Diese Medienoffensive ging ordentlich daneben: Als der Verfassungsrichter Johannes Schnizer (57) am Dienstag in Interviews mit "Falter" und "Zeit im Bild 2" zur Verteidigung des heiß diskutierten Verfassungsgerichtshof-Entscheids zur Aufhebung der Bundespräsidentenwahl ausritt, rechnete wohl niemand damit, dass zwei Tage später bereits über einen möglichen Rücktritt Schnizers spekuliert wird.
Mit Vorwürfen gegen die FPÖ, wonach diese ihre Anfechtung schon vor der Stichwahl vorbereitet habe, und seinem Wahl-Outing für den Grünen Alexander Van der Bellen hatte sich der Verfassungsrichter selbst in die Schusslinie und den Verfassungsgerichtshof ins Gerede gebracht. Da half es auch nichts, dass Schnizer nur seine "persönliche Meinung" zum Ausdruck brachte, wie er und auch VfGH-Präsident Gerhard Holzinger erklärten. Schnizer gehört dem Verfassungsgerichtshof seit Jänner 2010 an. Für den Sitz am Höchstgericht vorgeschlagen wurde Schnizer von der SPÖ, in der er zuvor verschiedene Stationen durchlief.
Jurist aus Graz
Johannes Schnizer wurde am 14. September 1959 als Sohn eines konservativen Grazer Kirchenrechtsprofessors geboren. Sein Jus-Studium absolvierte er in Salzburg. Von 1982 bis 1992 arbeitete er bereits als wissenschaftlicher Mitarbeiter am Verfassungsgerichtshof. Politisiert durch den Aufstieg des damaligen FPÖ-Chefs Jörg Haider dockte Schnizer weltanschaulich schließlich bei der SPÖ an. 1992 wechselte er - formal als Beamter in der Parlamentsdirektion angestellt - in den SPÖ-Parlamentsklub, wo er für Verfassungsfragen zuständig war und die SPÖ 2003 und 2004 unter anderem im Österreich-Konvent vertrat.
Wechsel ins Kanzleramt
SPÖ-Chef Alfred Gusenbauer nahm Schnizer nach seinem überraschenden Wahlsieg 2006 mit ins Kanzleramt, wo der Jurist als Kabinettschef das Kanzlerbüro leitete. Schon damals wurden ihm Ambitionen auf einen Höchstrichterposten nachgesagt. Nach dem vorzeitigen Abgang Gusenbauers wechselte Schnizer im Jänner 2009 zunächst zurück in die Parlamentsdirektion, wo er für die Abwicklung des Entschädigungsfonds zuständig war.

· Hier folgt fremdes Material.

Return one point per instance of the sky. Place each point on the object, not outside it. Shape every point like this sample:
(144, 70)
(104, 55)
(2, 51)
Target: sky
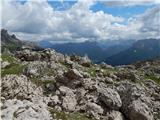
(81, 20)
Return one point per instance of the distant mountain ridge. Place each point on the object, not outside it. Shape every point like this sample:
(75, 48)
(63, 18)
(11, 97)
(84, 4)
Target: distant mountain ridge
(141, 50)
(94, 50)
(12, 43)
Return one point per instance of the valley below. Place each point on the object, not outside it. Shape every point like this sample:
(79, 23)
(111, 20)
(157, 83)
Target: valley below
(43, 84)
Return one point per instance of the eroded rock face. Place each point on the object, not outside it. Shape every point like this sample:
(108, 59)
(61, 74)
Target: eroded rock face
(139, 111)
(94, 110)
(136, 104)
(73, 74)
(19, 87)
(24, 110)
(110, 98)
(115, 115)
(68, 98)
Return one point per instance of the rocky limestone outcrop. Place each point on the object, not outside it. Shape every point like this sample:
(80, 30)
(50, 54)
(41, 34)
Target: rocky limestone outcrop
(19, 87)
(110, 98)
(14, 109)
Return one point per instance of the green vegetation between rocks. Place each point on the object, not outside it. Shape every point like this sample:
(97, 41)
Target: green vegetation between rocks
(71, 116)
(154, 78)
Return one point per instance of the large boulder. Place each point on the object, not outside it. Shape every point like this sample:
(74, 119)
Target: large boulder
(94, 110)
(73, 74)
(139, 111)
(19, 87)
(68, 98)
(137, 105)
(24, 110)
(114, 115)
(110, 98)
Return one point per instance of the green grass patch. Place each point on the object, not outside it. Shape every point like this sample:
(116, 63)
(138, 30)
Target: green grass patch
(67, 66)
(9, 58)
(71, 116)
(13, 69)
(154, 78)
(39, 82)
(92, 71)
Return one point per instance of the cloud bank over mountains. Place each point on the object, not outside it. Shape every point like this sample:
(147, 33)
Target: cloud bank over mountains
(38, 20)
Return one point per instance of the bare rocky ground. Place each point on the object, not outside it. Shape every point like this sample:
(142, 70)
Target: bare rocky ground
(46, 85)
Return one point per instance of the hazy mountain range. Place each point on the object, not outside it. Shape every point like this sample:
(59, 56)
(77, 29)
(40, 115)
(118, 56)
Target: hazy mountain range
(114, 53)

Ende 2009 war es dann so weit. Schnizer wurde auf Vorschlag der SPÖ von der Bundesregierung zum Verfassungsrichter bestellt. Im Jänner 2010 trat er seinen Dienst an. Von 1994 bis 2008 war Schnizer übrigens auch Mitglied jener Bundeswahlbehörde, die der Verfassungsgerichtshof nun mit seinem Urteil unter Druck brachte.
Weiterer Aufstieg unwahrscheinlich
Dass es der Verfassungsrichter nach der Aufregung um seine Medienoffensive an die Spitze des Höchstgerichts schafft und im kommenden Jahr dem vor dem Ruhestand stehenden Verfassungsgerichtshofpräsidenten Gerhart Holzinger folgt, gilt inzwischen als eher unwahrscheinlich. Auch wenn Schnizer von Juristen ob seiner Kompetenzen und Kenntnisse Rosen gestreut werden, im Verfassungsgerichtshof ist man alles andere als glücklich über den außergewöhnlichen Schritt an die Öffentlichkeit.
Dabei wollte Schnizer nur die Kritik von Juristen und Statistikern wie Heinz Mayer, Alfred Noll und Erich Neuwirth zurückweisen, die bisherige Judikatur des Gerichts verteidigen und darauf hinweisen, dass es bei der Bundespräsidenten-Stichwahl am 22. Mai nicht nur "Schlampigkeiten", sondern "eklatante Rechtswidrigkeiten" gegeben habe. Und Schnizer wollte jener "Kritik, die wirklich schmerzt", wie er selbst meinte, begegnen, wonach das Gericht in vorauseilendem Gehorsam gegenüber der FPÖ entschieden habe. Der Vorwurf, das Geschäft der FPÖ zu betreiben, ging dem Verfassungsrichter mit SPÖ-Wurzeln offenbar zu weit.